Answer: The correlation between Israel and the church has been a topic of immense debate for centuries, with opinions differing even amongst the godliest of men. There are only really two major views on this subject: 1. The church has become the new Israel in the figurative sense. God transferred all of the ancient covenant promises and benefits from ethnic Israel to the church. This view is called supercessionism, or replacement theology, and is popular amongst the Reformed branch of Christianity. 2. The church and Israel are distinct entities. The unconditional covenant promises to Israel remain intact to this day, which means there is still a future plan for the redemption of ethnic Israel in the last days. This view is called restorationism, and is prevalent amongst the dispensational and fundamentalist branches of Christianity, along with many Messianic Jews.

One’s view on this topic does not constitute a redefinition of the gospel or Christian living, which means that it is a secondary issue that Christians can agree to disagree on. However, a Christian’s belief about this issue does affect his hermeneutics (Scripture interpretation method), ecclesiology (church government) and eschatology (timing of the tribulation, millennial), which is why it is still a big enough issue for local churches to be separated by it. Depending on where you stand, it will affect your interpretation of nearly 1/3 of the Old Testament (prophetic passages), as well as key eschatological passages in the Gospels, Romans, and Revelation. That is why a Christian should have clear convictions regarding the meaning and relationship of Israel and the church, especially if they want to become teaching pastors or elders at a church.

My view is that Israel and the church are distinct. I don’t come to this conclusion because I have a particular bias toward ethnic Israel or Orthodox Judaism. I believe this because it seems to be what the Old and New Testament clearly teaches when comprehensively pieced together and understood in its plain sense of communication. I believe that when Scripture is read through grammatical-historical hermeneutics, God outlines a picture of Israel’s unique identity and future redemption. One would need to allegorize many portions of the Bible in order to equate Israel and the church as one and the same, or read New Testament theology into the Old Testament. However, we know that what God intended to communicate to the Israelites in the Old Testament cannot mean something different than what He intends to communicate to the church. This means that if God declared that He would redeem and restore national Israel (in the Old Testament), then He will redeem and restore national Israel. Now it is just a matter of timing.

The first reason to believe in the distinction between Israel and the church is the innumerable Scriptural references that teach it. For example, Jeremiah 33:6-7 prophesies, “Behold, I will bring to it health and healing, and I will heal them; and I will reveal to them an abundance of peace and truth. I will restore the fortunes of Judah and the fortunes of Israel and will rebuild them as they were at first.” Concerning the future reign of the Messiah King, Zechariah 14:10 declares, “All the land will be changed into a plain from Geba to Rimmon south of Jerusalem…People will live in it, and there will no longer be a curse, for Jerusalem will dwell in security.”

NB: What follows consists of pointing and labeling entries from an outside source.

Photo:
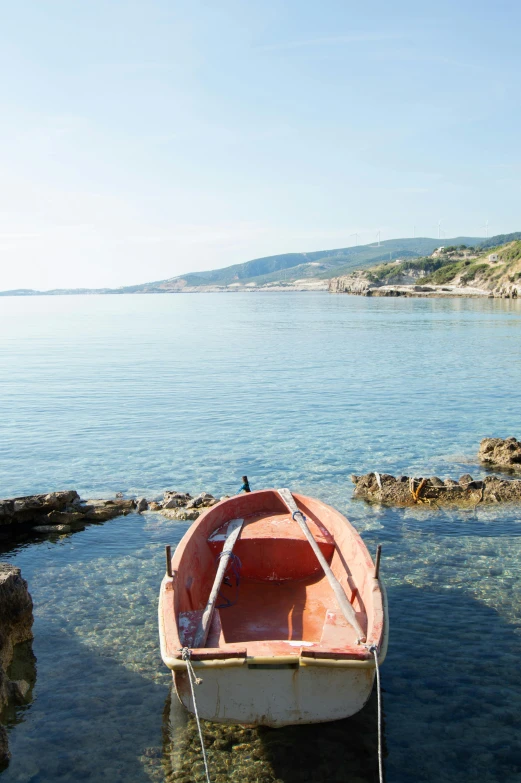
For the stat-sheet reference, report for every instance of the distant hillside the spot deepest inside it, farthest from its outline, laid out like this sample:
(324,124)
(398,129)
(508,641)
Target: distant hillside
(297,271)
(492,269)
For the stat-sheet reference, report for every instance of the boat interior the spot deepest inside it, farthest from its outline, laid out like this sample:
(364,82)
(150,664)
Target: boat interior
(275,589)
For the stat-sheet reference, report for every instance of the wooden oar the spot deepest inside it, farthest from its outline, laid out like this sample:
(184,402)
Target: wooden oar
(341,597)
(232,534)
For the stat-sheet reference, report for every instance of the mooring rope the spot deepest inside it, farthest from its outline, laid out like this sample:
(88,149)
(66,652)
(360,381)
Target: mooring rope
(374,650)
(185,654)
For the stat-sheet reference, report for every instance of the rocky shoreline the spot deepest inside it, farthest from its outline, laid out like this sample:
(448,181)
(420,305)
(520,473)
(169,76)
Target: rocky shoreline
(497,453)
(65,512)
(403,491)
(16,613)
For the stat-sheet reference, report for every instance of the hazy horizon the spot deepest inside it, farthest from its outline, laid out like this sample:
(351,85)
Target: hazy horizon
(140,141)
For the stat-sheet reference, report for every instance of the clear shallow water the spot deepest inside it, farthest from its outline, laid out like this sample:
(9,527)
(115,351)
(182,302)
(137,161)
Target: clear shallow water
(140,394)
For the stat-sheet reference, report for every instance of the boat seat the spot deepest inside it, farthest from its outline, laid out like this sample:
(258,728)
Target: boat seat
(188,622)
(337,632)
(273,548)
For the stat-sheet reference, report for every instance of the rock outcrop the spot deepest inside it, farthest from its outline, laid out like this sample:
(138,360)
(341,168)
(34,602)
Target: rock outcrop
(59,512)
(182,506)
(408,491)
(500,453)
(35,507)
(16,620)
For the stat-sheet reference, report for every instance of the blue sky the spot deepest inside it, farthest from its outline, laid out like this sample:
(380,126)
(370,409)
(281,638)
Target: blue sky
(140,140)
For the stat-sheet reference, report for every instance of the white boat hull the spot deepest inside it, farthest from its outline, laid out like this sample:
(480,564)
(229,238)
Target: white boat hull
(271,696)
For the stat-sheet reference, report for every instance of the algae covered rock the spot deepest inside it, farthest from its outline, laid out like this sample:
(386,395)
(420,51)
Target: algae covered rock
(500,453)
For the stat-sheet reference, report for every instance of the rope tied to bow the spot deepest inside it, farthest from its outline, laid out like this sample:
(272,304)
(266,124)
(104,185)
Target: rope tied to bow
(186,654)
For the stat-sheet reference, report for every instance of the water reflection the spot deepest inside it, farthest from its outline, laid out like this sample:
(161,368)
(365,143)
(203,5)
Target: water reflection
(344,751)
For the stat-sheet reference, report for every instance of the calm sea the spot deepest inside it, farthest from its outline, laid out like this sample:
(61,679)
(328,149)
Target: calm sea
(138,394)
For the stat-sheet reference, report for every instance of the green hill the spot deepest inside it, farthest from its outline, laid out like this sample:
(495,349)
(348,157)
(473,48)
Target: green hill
(493,267)
(288,267)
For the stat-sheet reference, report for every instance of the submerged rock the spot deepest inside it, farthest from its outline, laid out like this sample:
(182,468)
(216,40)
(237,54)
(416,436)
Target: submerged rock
(410,491)
(175,499)
(180,513)
(141,505)
(203,500)
(34,507)
(501,453)
(102,510)
(16,613)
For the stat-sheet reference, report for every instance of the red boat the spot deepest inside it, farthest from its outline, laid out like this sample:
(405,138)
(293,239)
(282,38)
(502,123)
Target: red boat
(301,613)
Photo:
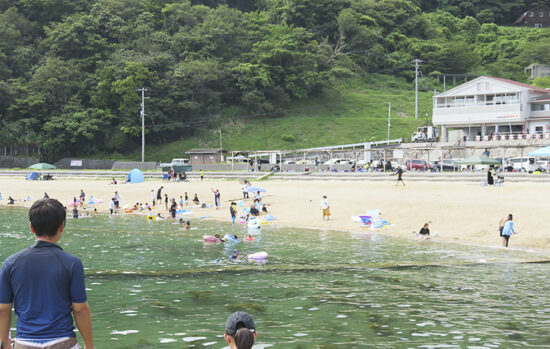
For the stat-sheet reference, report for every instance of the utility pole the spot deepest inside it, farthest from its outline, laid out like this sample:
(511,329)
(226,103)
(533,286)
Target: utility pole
(389,124)
(142,114)
(416,64)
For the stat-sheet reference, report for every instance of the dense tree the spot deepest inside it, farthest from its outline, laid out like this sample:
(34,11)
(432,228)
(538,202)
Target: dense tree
(70,69)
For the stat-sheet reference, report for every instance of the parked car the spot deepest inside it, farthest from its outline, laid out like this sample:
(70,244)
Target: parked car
(339,161)
(542,165)
(418,165)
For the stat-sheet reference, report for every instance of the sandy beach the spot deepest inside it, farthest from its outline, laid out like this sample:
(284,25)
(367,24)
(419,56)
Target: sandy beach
(458,211)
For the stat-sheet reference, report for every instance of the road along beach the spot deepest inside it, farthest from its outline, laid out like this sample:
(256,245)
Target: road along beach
(459,211)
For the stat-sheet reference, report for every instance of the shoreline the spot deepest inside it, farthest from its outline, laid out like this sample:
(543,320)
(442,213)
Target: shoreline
(461,212)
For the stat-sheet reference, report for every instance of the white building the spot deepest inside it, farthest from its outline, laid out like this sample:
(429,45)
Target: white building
(489,108)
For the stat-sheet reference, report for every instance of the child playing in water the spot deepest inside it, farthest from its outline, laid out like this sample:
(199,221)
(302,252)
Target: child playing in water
(425,231)
(235,255)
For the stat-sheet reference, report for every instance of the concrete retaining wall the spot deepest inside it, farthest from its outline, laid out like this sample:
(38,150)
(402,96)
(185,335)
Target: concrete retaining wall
(13,162)
(130,165)
(220,167)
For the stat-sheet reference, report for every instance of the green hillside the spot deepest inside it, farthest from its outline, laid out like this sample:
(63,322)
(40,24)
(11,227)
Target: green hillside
(350,115)
(268,73)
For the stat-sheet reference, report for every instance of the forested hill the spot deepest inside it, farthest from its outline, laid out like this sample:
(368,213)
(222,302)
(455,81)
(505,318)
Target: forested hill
(70,69)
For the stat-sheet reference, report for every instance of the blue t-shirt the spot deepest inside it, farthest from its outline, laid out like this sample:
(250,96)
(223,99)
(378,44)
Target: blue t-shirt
(42,281)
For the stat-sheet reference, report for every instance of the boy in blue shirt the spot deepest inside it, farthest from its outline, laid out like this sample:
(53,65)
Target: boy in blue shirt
(507,230)
(45,285)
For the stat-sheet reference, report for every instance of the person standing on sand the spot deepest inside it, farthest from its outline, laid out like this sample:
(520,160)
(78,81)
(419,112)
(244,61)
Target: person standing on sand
(399,176)
(217,198)
(501,223)
(507,230)
(46,287)
(325,206)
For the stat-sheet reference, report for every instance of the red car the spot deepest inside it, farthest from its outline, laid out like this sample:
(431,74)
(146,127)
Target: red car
(418,165)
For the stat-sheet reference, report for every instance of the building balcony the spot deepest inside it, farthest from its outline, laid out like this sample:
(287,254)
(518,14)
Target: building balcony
(478,114)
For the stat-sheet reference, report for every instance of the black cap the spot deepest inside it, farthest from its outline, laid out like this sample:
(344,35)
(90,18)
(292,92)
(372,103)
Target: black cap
(238,320)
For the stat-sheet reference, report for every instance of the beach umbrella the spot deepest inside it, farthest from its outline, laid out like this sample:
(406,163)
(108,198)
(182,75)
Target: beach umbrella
(42,166)
(256,189)
(544,151)
(478,160)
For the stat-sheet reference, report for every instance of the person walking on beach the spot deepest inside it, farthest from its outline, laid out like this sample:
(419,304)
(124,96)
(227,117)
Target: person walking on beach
(399,176)
(240,330)
(217,198)
(117,199)
(45,285)
(325,207)
(507,230)
(501,223)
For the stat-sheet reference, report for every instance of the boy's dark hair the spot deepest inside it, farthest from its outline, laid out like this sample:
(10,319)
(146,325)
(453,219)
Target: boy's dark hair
(46,217)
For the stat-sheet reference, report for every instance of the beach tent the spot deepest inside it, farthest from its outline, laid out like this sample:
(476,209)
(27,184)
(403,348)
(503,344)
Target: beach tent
(42,166)
(478,160)
(32,176)
(135,176)
(256,189)
(544,151)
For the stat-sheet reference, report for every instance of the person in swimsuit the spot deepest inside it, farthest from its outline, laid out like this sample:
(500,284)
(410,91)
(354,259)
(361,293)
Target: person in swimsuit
(425,231)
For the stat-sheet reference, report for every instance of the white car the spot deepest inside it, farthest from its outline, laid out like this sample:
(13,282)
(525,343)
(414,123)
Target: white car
(180,161)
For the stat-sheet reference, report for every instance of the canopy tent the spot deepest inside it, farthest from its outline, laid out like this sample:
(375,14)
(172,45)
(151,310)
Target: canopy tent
(135,176)
(544,151)
(478,160)
(32,176)
(42,166)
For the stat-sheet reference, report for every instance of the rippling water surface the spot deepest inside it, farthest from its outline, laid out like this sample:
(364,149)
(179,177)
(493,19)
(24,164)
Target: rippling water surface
(154,284)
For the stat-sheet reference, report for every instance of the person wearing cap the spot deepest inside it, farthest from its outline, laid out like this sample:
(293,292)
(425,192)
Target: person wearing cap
(240,330)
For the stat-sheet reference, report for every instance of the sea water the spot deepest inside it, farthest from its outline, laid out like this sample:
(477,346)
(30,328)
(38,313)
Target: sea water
(157,285)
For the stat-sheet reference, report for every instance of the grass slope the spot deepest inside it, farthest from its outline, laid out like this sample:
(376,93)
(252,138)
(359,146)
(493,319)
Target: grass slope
(350,114)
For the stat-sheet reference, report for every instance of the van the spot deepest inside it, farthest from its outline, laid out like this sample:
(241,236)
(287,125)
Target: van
(524,164)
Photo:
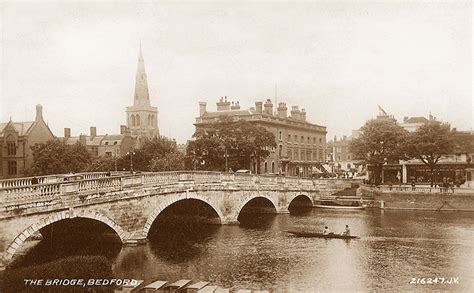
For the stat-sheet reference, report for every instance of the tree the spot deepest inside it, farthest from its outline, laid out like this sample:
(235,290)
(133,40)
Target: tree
(228,143)
(380,141)
(56,157)
(430,143)
(157,154)
(169,162)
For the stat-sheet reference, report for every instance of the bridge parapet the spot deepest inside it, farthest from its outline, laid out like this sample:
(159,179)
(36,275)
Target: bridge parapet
(101,184)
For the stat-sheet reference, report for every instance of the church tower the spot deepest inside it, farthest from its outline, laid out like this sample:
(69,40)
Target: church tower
(142,118)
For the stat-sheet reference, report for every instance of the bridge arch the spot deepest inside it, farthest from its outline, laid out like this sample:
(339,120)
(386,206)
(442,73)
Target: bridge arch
(173,200)
(292,197)
(25,234)
(247,200)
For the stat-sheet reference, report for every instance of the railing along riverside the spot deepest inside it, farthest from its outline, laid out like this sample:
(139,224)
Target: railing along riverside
(29,193)
(106,183)
(160,178)
(94,175)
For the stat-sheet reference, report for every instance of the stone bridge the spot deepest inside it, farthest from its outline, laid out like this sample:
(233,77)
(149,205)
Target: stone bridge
(129,204)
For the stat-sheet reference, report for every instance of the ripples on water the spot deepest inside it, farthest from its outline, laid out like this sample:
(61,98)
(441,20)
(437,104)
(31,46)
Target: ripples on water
(395,246)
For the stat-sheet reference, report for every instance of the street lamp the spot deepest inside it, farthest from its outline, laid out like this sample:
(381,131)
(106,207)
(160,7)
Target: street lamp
(226,156)
(131,160)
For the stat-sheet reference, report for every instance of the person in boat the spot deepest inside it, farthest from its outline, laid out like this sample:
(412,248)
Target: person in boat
(326,231)
(347,231)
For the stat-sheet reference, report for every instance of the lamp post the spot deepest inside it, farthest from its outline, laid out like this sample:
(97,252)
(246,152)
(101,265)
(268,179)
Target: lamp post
(226,156)
(131,160)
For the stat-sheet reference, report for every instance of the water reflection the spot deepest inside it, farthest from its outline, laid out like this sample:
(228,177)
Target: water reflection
(395,246)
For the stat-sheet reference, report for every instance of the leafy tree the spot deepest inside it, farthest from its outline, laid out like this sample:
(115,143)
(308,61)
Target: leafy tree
(430,143)
(56,157)
(380,141)
(147,157)
(240,142)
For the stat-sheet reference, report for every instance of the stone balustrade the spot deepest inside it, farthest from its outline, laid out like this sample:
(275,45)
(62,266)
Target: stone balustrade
(21,190)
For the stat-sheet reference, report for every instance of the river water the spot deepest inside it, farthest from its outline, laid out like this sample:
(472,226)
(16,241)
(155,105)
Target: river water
(394,248)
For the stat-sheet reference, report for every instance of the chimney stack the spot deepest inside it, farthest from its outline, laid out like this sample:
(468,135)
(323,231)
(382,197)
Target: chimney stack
(67,133)
(202,108)
(282,110)
(235,106)
(295,113)
(39,112)
(223,104)
(303,115)
(268,107)
(123,129)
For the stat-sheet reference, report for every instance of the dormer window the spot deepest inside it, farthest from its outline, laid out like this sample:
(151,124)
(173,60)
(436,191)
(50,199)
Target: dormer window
(11,148)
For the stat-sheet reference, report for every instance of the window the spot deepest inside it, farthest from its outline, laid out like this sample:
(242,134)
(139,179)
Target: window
(11,148)
(12,167)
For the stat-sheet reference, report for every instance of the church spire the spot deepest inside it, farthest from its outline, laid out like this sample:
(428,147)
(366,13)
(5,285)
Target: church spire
(142,97)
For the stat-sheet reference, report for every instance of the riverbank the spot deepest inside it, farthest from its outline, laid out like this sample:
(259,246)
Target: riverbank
(431,200)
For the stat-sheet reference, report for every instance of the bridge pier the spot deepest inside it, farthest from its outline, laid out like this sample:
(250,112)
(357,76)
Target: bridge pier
(129,205)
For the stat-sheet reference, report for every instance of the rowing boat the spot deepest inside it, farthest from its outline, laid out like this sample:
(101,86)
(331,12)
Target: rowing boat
(321,235)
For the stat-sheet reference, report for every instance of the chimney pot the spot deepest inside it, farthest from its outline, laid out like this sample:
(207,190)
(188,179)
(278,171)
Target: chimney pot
(67,133)
(202,108)
(39,112)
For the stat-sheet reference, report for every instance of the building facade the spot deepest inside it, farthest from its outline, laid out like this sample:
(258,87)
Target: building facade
(142,118)
(114,145)
(301,145)
(16,140)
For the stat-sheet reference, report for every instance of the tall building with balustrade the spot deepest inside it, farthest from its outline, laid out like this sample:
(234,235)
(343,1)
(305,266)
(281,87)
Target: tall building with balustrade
(300,144)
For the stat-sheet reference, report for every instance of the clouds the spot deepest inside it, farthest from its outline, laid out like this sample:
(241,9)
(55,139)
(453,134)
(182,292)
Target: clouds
(337,60)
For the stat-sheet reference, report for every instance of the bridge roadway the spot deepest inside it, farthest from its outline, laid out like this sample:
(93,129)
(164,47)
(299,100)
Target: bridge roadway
(129,204)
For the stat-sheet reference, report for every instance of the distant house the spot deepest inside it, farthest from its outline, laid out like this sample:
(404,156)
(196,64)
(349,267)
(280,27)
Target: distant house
(103,145)
(16,140)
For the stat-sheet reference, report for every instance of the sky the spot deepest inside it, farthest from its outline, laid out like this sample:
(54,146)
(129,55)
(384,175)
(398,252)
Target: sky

These are only a few of many prophetic passages in the Old Testament that indicate a reversal of fortune, redemption, and healing for Israel. The nation of Israel will be protected and delivered in the last day, being transformed from a waste land into an utter paradise of beauty and prosperity, where the Messiah would rule from His throne. Scripture is very specific in the details, such as when it speaks about the penalty of those nations that do not go up to Jerusalem to honor the Lord Jesus when He reigns in His millennial kingdom: “If the family of Egypt does not go up or enter, then no rain will fall on them; it will be the plague with which the LORD will smite the nations who do not go up to celebrate the Feast of Booths” (Zech 12:18).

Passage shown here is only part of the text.